Entretanto, se confía a los caballeros del Temple la custodia de los tres
castillos de Gisors, Neuphle y Neufchâtel, dote de la pequeña Margarita de
Francia. Enrique II precipita las cosas y casa a los dos niños en noviembre de
1160. Los tres templarios encargados de la guardia de los castillos los
entregan al rey de Inglaterra. Sólo en esta ocasión, y únicamente durante esos
meses, estuvo el castillo de Gisors en manos de los templarios. La duración de
su estancia es inversamente proporcional a las toneladas de estupideces
contadas al respecto y difundidas por los medios de comunicación en masa.
Luis VII, descontento, expulsó a los tres
templarios, pero no modificó su actitud frente a la orden.
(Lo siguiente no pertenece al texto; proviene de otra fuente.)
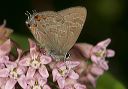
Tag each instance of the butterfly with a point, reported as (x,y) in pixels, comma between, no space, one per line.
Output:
(58,31)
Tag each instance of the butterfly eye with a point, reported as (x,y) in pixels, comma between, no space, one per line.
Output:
(28,24)
(68,56)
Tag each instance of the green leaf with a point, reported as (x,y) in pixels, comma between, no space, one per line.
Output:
(107,81)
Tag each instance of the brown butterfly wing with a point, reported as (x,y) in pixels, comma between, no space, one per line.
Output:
(52,32)
(74,18)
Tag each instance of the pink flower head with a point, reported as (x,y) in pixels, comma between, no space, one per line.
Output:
(64,70)
(5,48)
(13,72)
(35,61)
(72,84)
(100,52)
(37,82)
(4,32)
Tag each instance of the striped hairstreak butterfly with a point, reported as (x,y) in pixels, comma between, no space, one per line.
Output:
(57,32)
Algunos de los
miembros de ésta figuran entre sus consejeros más íntimos, Godofredo de
Fouchier, por ejemplo, que mantuvo con el rey una correspondencia abundante y
amistosa, o Eustaquio Chien, que se ocupó de sus asuntos financieros.
El 11 de marzo de 1186, Margarita, viuda de
Enrique el Joven, cede sus derechos sobre Gisors y los otros castillos a cambio
de dos mil setecientas cincuenta libras en moneda angevina, cantidad pagada por
intermedio de templarios y hospitalarios. Los maestres del Temple y el
Hospital, en Francia y en Normandía, actúan como fiadores en el acuerdo.
Ser consejeros íntimos de un rey de Francia y
un rey de Inglaterra en conflicto perpetuo, sin poner por ello en peligro la
unidad de la orden, fue la hazaña realizada por los templarios. A veces
tuvieron que bailar sobre la cuerda floja. Por ejemplo, en los años 1222-1224,
el alcalde y los burgueses de La Rochelle acusan a los templarios de alentar
los disturbios y favorecer un cierto partido francés. Enrique III de Inglaterra
transmite al papa la carta del alcalde, que les denuncia por violencia contra
el Hospital de la ciudad. El papa publica una bula para “reprimir la insolencia
de los templarios”.
Otro ejemplo de intervención directa de las
cuestiones políticas lo proporciona el caso del templario Ricardo el Limosnero,
que figura en 1255 entre los consejeros del partido proinglés de Comyn, en Escocia.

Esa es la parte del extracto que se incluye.